Influence spans literary scholarship citing spatial critics at New York University, Brown University, University of California, Los Angeles, and University of Michigan, and artistic practices by institutions like Tate Modern, Museum of Modern Art, Guggenheim Museum, Centre Pompidou, and The National Gallery (London). Urban studies dialogues engage planners linked to Greater London Authority, New York City Department of City Planning, Paris Urbanism Agency, and initiatives like Haussmann's renovation of Paris. The field informs heritage debates around UNESCO World Heritage Site designations, conservation at English Heritage and Historic England, and public history projects at Imperial War Museums and Smithsonian Institution.

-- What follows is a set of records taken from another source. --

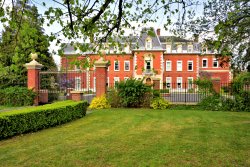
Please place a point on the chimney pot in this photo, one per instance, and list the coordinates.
(158, 31)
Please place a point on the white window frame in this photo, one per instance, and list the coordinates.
(108, 81)
(179, 69)
(206, 63)
(169, 69)
(148, 43)
(126, 78)
(94, 84)
(177, 79)
(190, 78)
(78, 81)
(215, 60)
(190, 61)
(190, 48)
(77, 68)
(116, 79)
(179, 48)
(118, 65)
(170, 83)
(168, 48)
(125, 65)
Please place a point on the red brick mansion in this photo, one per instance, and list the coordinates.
(166, 58)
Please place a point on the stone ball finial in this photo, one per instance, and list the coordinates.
(33, 56)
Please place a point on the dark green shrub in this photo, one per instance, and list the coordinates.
(156, 93)
(205, 85)
(228, 104)
(17, 96)
(113, 98)
(242, 101)
(131, 92)
(159, 103)
(146, 99)
(191, 90)
(212, 102)
(33, 119)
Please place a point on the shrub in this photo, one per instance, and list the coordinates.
(212, 102)
(242, 101)
(146, 99)
(156, 93)
(131, 92)
(99, 103)
(17, 96)
(41, 117)
(228, 104)
(113, 98)
(159, 103)
(205, 85)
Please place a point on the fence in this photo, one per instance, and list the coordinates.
(190, 93)
(58, 85)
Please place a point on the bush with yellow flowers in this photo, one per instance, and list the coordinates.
(99, 103)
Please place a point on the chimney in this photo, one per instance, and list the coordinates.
(158, 31)
(196, 37)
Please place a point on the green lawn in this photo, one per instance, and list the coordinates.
(137, 137)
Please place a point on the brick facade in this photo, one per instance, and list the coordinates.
(181, 64)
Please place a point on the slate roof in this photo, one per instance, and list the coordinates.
(138, 42)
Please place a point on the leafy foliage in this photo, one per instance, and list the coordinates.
(113, 98)
(205, 85)
(159, 103)
(33, 119)
(131, 92)
(22, 36)
(230, 22)
(99, 103)
(212, 102)
(16, 96)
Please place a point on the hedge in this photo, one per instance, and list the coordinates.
(35, 118)
(16, 96)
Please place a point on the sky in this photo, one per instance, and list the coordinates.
(55, 28)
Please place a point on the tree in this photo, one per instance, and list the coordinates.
(23, 35)
(105, 21)
(230, 21)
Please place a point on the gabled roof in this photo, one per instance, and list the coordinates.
(165, 39)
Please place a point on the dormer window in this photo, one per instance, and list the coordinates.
(148, 43)
(190, 48)
(179, 49)
(168, 48)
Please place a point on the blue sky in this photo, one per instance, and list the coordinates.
(55, 28)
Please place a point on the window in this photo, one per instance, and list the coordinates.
(190, 82)
(116, 80)
(179, 49)
(117, 65)
(148, 65)
(148, 43)
(190, 65)
(215, 63)
(126, 65)
(179, 65)
(204, 63)
(77, 67)
(168, 48)
(126, 78)
(168, 66)
(168, 82)
(77, 83)
(190, 48)
(94, 84)
(108, 81)
(179, 82)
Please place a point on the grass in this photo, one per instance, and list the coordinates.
(137, 137)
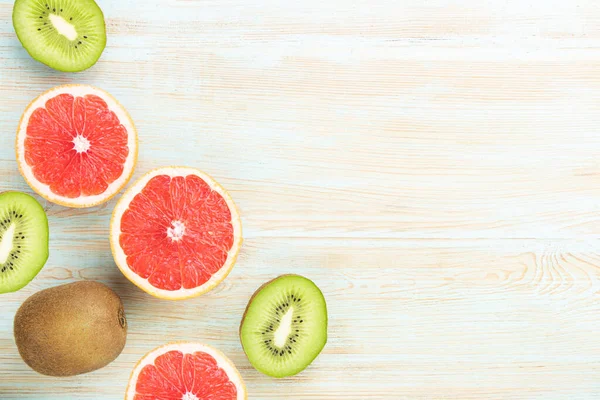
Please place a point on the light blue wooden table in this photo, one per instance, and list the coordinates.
(431, 165)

Notable projects include digital mapping at the Stanford Spatial History Project, the Bodleian Libraries's Gothic archives, restoration studies at Notre-Dame de Paris after the 2019 fire, exhibition curation at the Victoria and Albert Museum and British Library's Gothic collections, the Mapping Slavery initiatives at University College London, neighborhood studies in East London post-Great Fire of London, and research clusters at Durham University, University of York, University of Exeter, University of Glasgow, Queen Mary University of London, University of Birmingham, University of Leeds, University of Edinburgh, and Trinity College Dublin. Interdisciplinary projects also partner with municipal archives in Manchester, Bristol, Leeds, Sheffield, Cardiff, and Belfast to chart Gothic geographies.